Single by the Georgia Satellites

from the album Georgia Satellites
- B-side: "Can't Stand the Pain"
- Released: November 1986
- Studio: Axis Studios and Cheshire Sound Studios (Atlanta, Georgia)
- Genre: Rock and roll
- Length: 3:26
- Label: Elektra
- Songwriter: Dan Baird
- Producer: Jeff Glixman

The Georgia Satellites singles chronology
|  | "Keep Your Hands to Yourself" (1986) | "Battleship Chains" (1986) |

Video
- "Keep Your Hands to Yourself" on YouTube

= Keep Your Hands to Yourself =

"Keep Your Hands to Yourself" is the debut single by the American Southern rock group the Georgia Satellites. The song was written by the band's lead singer, Dan Baird, and was released in November 1986. The single reached number 2 on the Billboard Hot 100 during the week of February 21, 1987. The song was kept from the top spot by Bon Jovi's smash hit "Livin' on a Prayer".

==Content==
The song is a twelve-bar blues in the key of A major with a moderate tempo of about 112 beats per minute. It follows the chord pattern A-D-A-E-A, with vocals ranging from D4 to A5.

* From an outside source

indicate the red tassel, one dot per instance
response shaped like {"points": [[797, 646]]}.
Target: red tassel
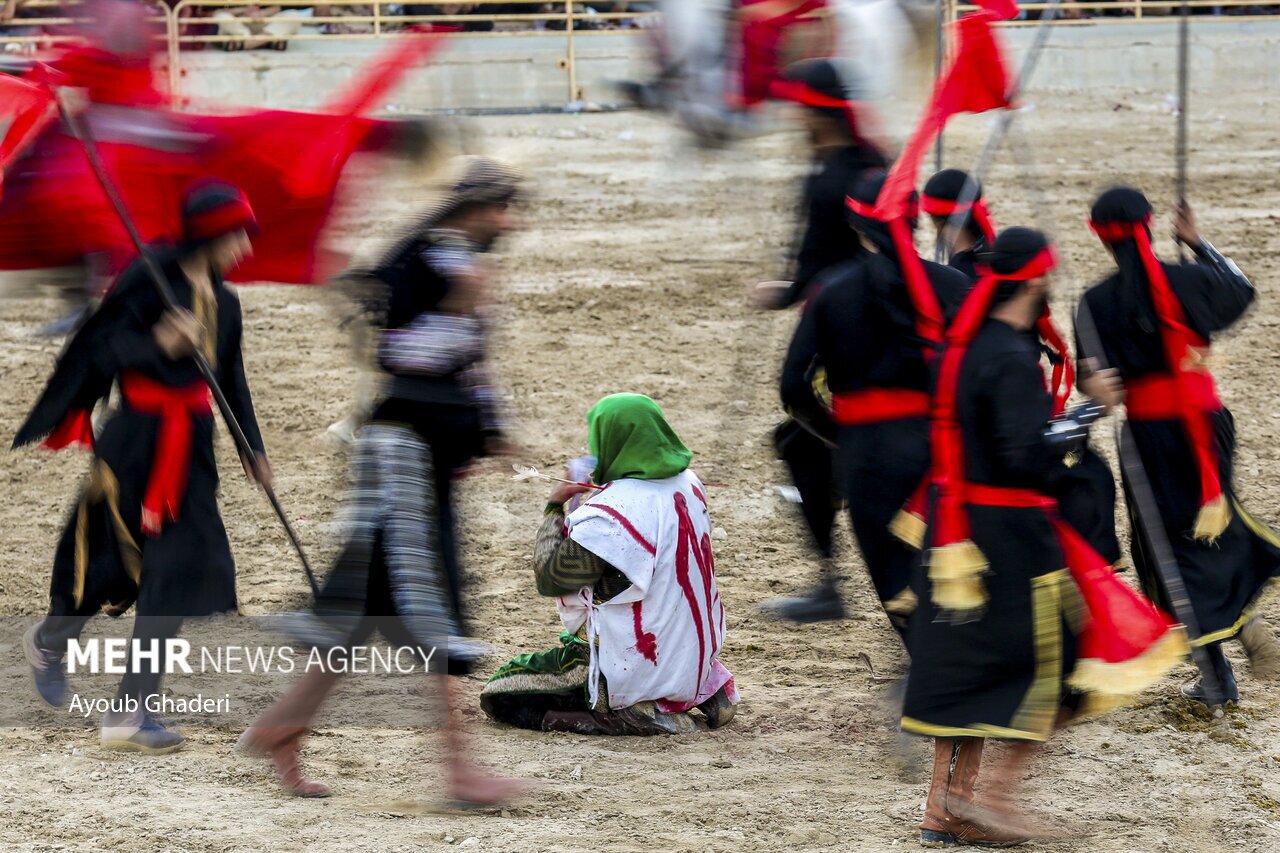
{"points": [[1127, 643], [76, 430]]}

The lyrics tell the story of a woman who refuses to become more intimate with her boyfriend until he marries her. Baird said the song "basically wrote itself" on a bus ride home from his construction job.

==Critical reception==
Stephen Thomas Erlewine of Allmusic wrote that the song "rocked as hard as an old Chuck Berry song, as well as being almost as clever." In the book 99 Red Balloons: And 100 All-Time One-Hit Wonders, Brent Mann wrote that "it's just a timeless, kick-out-the-jams rock 'n' roll number. Dan Baird digs into the song's vocals with a no-holds-barred zest straight out of a Texas honky-tonk."

==Music video==
The video for the single begins with the band riding on a flatbed cruising down a highway, along with flashbacks of Dan Baird and his fiancee preparing for their wedding. These scenes continue, until just before the last verse, where they arrive at the wedding, and are greeted by the guests. The band continue to play on the now-parked flatbed. During the instrumental outro, Baird is stripped of his guitar, and carried by two men over to the bride as the wedding cake comes out and is placed on the table. As Baird (now dressed in a tuxedo) kisses his new bride (after being forced by her shotgun-carrying father), it is finally revealed that the bride is quite heavily pregnant. In an overhead shot, the same flatbed, now with tin cans tied to it and "just married" painted on the bed of it, is seen cruising down the highway.

==Chart performance==

| Chart (1986–1987) | Position |
|---|---|
| Australian (Kent Music Report) | 20 |
| US Billboard Hot 100 | 2 |
| US Billboard Album Rock Tracks | 2 |

| Year-end chart (1987) | Position |
|---|---|
| US Top Pop Singles (Billboard) | 35 |

== Certifications ==

| Region | Certification | Certified units/sales |
| New Zealand (RMNZ) | Gold | 15,000^{‡} |
^{‡} Sales+streaming figures based on certification alone.